And it was our good luck, master, to be put aboard of the same transport.
"Nothing like seeing the world for making a man smart.
We had all sorts of people in our regiment, from the broken-down gentleman
to the broken-down lamplighter; and Bill was catching from the best of
them all he could. He knew he wasn't a gipsy, and had always an eye
to getting on in the world; and as the voyage was a woundy long one, and
we had the regimental schoolmaster aboard, Bill was a smarter fellow at
the end of it than he had been at the beginning. Well, we reached
Aboukir Bay at last. You have never been in Egypt, master; but just
look across the Moray Frith here, on a sunshiny day, and you will see a
picture of it, if you but strike off the blue Highand hills, that rise
behind, from the long range of low sandy hillocks that stretches away
along the coast between Findhorn and Nairn. I don't think it was
worth all the trouble it cost us; but the king surely knew best.
Bill and I were in the first detachment, and we had to clear the way for
the rest. The French were drawn up on the shore, as thick as flies
on a dead snake, and the bullets rattled round us like a shower of May
hail. It was a glorious sight, master, for a bold heart. The
entire line of sandy coast seemed one unbroken streak of fire and smoke;
and we could see the old tower of Aboukir rising like a fiery dragon at
the one end, and the straggling village of Rosetta, half-cloud half-flame,
stretching away on the other. There was a line of launches and
gunboats behind us, that kept up an incessant fire on the enemy, and shot
and shell went booming over our heads. We rowed shorewards, under a
canopy of smoke and flame: the water was broken by ten thousand oars; and
never, master, have you heard such cheering; it drowned the roar of the
very cannon. Bill and I pulled at the same oar; but he bade me
cheer, and leave the pulling to him.
"'Cheer, Jack,' he said, 'cheer! I am strong enough to
pull ten oars, and your cheering does my heart good.'
"I could see, in the smoke and the confusion, that there was
a boat stove by a shell just besides us, and the man immediately behind me
was shot through the head. But we just cheered and pulled all the
harder; and the moment our keel touched the shore we leaped out into the
water, middle deep, and, after one well-directed volley, charged up the
beach with our bayonets fixed. I missed footing in the hurry, just
as we closed, and a big-whiskered fellow in blue would have pinned me to
the sand had not Bill struck him through the wind-pipe, and down he fell
above me; but when I strove to rise from under him, he grappled with me in
his death agony, and the blood and breath came rushing through his wound
in my face.
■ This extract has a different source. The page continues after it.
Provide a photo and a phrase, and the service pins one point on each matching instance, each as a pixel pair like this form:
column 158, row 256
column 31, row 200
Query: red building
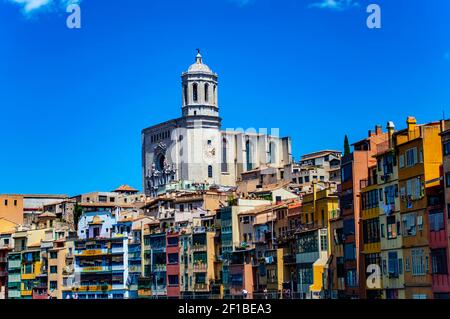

Ere I had thrown him off my comrades had broken the
enemy and were charging up the side of a sand-hill, where there were two
field-pieces stationed that had sadly annoyed us in the landing.
There came a shower of grape-shot whistling round me, that carried away my
canteen and turned me half round; and when I looked up, I saw, through the
smoke, that half my comrades were swept away by the discharge, and that
the survivors were fighting desperately over the two guns, hand-to-hand
with the enemy. Ere I got up to them, however,—and, trust me,
master, I didn't linger,—the guns were our own. Bill stood beside
one of them, all grim and bloody, with his bayonet dripping like an
eaves-spout in a shower. He had struck down five of the French,
besides the one he had levelled over me; and now, all of his own
accord,—for our sergeant had been killed,—he had shotted the two pieces
and turned them on the enemy. They all scampered down the hill,
master, onthe first discharge,—all save one brave, obstinate fellow, who
stood firing upon us, not fifty yards away, half under cover of a
sand-bank. I saw him load thrice ere I could hit him, and one of his
balls whisked through my hat; but I catched him at last, and down he fell.
My bullet went right through his forehead. We had no more fighting
that day. The French fell back on Alexandria, and our troops
advanced about three miles into the country, over a dreary waste of sand,
and then lay for the night on their arms.
"In the morning, when we were engaged in cooking our
breakfasts, master, making what fires we could with the withered leaves of
the date-tree, our colonel and two officers came up to us. The
colonel was an Englishman, as brave a gentleman as ever lived, aye and as
kind an officer too. He was a fine-looking old man, as tall as Bill,
and as well built too; but his health was much broken. It was said
he had entered the army out of break-heart on losing his wife. Well,
he came up to us, I say, and shook Bill by the hand as cordially as if he
had been a colonel like himself. He was a brave, good soldier, he
said, and, to show him how much he valued good men, he had come to make
him a sergeant, in room of the one he had lost. He had heard he was
a scholar, he said, and he trusted his conduct would not disgrace the
halberd. Bill, you may be sure, thanked the colonel, and thanked
him, master, very like a gentleman; and that very day he swaggered scarlet
and a sword, as pretty a sergeant as the army could boast of; aye, and for
that matter, though his experience was little, as fit for his place.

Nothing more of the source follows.